How to Connect the Power BI Service to Amazon S3: Complete Guide



Connect to the CData Power BI Connectors from PowerBI.com to provide real-time datasets across the organization.

The CData Power BI Connector for Amazon S3 seamlessly integrates with the tools and wizards in Power BI, including the real-time data workflows on PowerBI.com. Follow the steps below to publish reports to PowerBI.com and use the Power BI Gateway to configure automatic refresh.

1. Create a DSN

Installing the Power BI Connector creates a DSN (data source name) called CData Power BI Amazon S3. This the name of the DSN that Power BI uses to request a connection to the data source.
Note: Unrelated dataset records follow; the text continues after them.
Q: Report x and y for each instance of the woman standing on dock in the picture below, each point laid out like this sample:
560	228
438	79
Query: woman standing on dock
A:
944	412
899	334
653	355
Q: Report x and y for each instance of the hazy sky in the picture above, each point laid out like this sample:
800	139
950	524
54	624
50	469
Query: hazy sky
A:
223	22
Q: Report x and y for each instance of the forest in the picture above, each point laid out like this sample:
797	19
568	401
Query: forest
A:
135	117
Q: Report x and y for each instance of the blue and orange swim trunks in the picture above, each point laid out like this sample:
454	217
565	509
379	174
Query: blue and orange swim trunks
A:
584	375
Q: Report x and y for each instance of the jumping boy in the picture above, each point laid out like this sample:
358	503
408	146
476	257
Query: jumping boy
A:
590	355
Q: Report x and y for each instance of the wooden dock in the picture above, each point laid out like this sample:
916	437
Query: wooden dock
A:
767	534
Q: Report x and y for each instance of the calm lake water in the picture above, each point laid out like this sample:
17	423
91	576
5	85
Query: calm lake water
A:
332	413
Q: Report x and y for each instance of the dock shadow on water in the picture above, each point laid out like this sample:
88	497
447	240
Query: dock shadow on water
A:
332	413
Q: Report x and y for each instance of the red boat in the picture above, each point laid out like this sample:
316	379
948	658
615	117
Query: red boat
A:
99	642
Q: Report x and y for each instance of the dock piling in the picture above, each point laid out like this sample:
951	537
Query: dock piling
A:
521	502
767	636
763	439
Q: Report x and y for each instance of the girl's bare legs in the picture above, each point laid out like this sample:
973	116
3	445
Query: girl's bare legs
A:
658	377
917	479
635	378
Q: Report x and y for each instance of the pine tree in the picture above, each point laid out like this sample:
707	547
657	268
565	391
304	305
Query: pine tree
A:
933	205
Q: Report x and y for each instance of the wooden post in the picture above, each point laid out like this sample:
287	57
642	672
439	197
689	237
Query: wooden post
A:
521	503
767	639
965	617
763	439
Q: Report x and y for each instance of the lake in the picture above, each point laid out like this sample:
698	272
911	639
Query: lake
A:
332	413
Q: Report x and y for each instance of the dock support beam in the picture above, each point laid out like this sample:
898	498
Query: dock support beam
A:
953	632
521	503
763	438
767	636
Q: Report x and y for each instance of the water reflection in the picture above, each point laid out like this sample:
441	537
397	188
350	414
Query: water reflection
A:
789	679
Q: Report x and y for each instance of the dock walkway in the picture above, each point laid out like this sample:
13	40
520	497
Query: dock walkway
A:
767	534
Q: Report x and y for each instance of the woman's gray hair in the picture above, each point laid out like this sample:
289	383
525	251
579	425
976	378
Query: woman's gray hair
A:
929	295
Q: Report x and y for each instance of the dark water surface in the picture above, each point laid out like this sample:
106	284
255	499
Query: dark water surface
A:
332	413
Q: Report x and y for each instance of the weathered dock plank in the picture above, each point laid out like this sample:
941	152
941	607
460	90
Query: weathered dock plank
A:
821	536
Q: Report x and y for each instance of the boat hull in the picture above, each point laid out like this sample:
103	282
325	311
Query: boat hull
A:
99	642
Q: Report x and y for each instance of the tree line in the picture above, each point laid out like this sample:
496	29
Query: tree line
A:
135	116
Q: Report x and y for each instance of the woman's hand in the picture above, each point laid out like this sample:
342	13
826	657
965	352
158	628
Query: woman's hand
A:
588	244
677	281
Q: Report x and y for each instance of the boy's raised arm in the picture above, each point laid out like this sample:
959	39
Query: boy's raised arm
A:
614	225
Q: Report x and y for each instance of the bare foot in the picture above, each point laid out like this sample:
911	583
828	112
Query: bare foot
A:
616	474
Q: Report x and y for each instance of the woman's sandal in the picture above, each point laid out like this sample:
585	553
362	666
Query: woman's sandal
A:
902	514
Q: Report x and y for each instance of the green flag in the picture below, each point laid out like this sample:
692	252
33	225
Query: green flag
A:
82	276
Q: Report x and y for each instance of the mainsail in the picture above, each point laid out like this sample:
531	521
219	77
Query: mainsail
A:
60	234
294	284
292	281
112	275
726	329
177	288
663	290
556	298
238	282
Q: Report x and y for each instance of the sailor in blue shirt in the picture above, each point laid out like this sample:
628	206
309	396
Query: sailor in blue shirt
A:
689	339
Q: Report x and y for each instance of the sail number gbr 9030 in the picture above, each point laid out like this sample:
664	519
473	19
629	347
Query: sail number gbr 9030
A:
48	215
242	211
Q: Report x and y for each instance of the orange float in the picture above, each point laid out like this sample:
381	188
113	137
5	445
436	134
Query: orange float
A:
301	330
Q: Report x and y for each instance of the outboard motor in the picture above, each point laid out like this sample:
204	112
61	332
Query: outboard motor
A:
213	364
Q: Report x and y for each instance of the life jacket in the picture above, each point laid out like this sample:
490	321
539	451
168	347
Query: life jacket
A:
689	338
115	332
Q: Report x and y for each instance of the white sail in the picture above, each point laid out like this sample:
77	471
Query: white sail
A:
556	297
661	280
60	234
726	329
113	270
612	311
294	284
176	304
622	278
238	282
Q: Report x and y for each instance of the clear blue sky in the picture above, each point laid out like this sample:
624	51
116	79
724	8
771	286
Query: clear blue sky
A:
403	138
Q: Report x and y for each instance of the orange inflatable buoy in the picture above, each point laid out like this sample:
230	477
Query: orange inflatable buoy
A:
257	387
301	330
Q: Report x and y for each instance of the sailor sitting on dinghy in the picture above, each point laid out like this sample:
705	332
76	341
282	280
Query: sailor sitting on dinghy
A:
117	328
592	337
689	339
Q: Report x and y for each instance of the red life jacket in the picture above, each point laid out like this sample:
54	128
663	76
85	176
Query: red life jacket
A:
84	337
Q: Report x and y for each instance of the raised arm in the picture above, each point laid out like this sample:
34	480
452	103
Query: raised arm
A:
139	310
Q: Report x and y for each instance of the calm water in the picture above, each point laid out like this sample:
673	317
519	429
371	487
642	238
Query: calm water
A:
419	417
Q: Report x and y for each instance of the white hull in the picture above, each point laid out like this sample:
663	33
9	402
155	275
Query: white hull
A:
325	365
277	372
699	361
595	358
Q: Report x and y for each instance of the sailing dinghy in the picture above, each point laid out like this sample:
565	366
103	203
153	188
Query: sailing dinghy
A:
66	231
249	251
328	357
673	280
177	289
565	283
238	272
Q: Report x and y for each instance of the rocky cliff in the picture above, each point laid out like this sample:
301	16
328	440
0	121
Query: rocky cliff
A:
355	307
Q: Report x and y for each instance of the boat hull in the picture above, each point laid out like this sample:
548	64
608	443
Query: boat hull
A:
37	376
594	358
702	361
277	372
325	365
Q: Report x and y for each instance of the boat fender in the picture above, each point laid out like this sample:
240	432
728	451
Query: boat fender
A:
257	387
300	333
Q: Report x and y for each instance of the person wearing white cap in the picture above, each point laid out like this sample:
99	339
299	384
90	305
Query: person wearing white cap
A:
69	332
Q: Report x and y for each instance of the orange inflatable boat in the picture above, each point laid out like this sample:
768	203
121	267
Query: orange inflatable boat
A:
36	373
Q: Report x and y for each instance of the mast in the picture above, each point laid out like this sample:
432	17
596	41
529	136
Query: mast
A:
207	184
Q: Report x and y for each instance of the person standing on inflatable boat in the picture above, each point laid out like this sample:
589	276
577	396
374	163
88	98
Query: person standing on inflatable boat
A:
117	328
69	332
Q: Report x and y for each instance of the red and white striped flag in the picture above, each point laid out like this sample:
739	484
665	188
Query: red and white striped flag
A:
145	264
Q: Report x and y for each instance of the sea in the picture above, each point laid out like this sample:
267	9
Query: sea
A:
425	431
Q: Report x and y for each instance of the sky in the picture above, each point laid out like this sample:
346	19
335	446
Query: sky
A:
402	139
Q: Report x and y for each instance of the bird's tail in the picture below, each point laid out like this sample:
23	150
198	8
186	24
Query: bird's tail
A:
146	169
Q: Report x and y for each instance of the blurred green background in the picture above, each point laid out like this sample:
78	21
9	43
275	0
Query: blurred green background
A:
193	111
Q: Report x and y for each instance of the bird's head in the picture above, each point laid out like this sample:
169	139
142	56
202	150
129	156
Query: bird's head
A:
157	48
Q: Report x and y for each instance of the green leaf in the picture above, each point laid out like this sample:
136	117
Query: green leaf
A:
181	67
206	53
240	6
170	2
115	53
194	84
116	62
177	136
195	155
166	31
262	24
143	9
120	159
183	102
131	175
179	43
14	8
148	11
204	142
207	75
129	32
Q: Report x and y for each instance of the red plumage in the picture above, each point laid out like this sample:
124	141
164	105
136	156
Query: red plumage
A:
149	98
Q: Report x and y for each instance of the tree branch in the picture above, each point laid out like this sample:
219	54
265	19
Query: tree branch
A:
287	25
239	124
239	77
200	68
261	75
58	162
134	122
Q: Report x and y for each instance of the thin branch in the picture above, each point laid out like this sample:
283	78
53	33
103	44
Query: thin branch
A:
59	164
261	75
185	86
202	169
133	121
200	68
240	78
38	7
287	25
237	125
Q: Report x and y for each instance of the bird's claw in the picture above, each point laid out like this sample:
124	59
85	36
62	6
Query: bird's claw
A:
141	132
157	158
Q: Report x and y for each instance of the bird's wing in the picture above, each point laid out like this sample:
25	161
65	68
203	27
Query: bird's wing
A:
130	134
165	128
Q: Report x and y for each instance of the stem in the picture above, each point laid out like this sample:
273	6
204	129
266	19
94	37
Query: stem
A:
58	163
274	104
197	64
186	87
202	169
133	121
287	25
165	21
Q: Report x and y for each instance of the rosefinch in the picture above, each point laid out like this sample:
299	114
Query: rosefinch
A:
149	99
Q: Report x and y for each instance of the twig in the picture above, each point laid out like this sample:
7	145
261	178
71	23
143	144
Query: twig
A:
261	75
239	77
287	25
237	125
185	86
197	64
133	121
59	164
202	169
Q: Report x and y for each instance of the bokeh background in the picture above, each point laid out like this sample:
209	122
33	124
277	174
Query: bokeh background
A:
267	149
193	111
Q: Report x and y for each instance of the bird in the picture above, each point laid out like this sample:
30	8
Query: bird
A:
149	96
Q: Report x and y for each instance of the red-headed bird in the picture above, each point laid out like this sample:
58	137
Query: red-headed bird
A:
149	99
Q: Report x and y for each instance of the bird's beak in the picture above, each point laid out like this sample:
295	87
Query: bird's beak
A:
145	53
Configure the DSN by filling in the required connection properties.

You can use the Microsoft ODBC Data Source Administrator to create a new DSN or configure (and rename) an existing DSN: From the Start menu, enter "ODBC Data Sources." Ensure that you run the version of the ODBC Administrator that corresponds to the bitness of your Power BI Desktop installation (32-bit or 64-bit).

To authorize Amazon S3 requests, provide the credentials for an administrator account or for an IAM user with custom permissions. Set AccessKey to the access key Id. Set SecretKey to the secret access key.

Note: You can connect as the AWS account administrator, but it is recommended to use IAM user credentials to access AWS services.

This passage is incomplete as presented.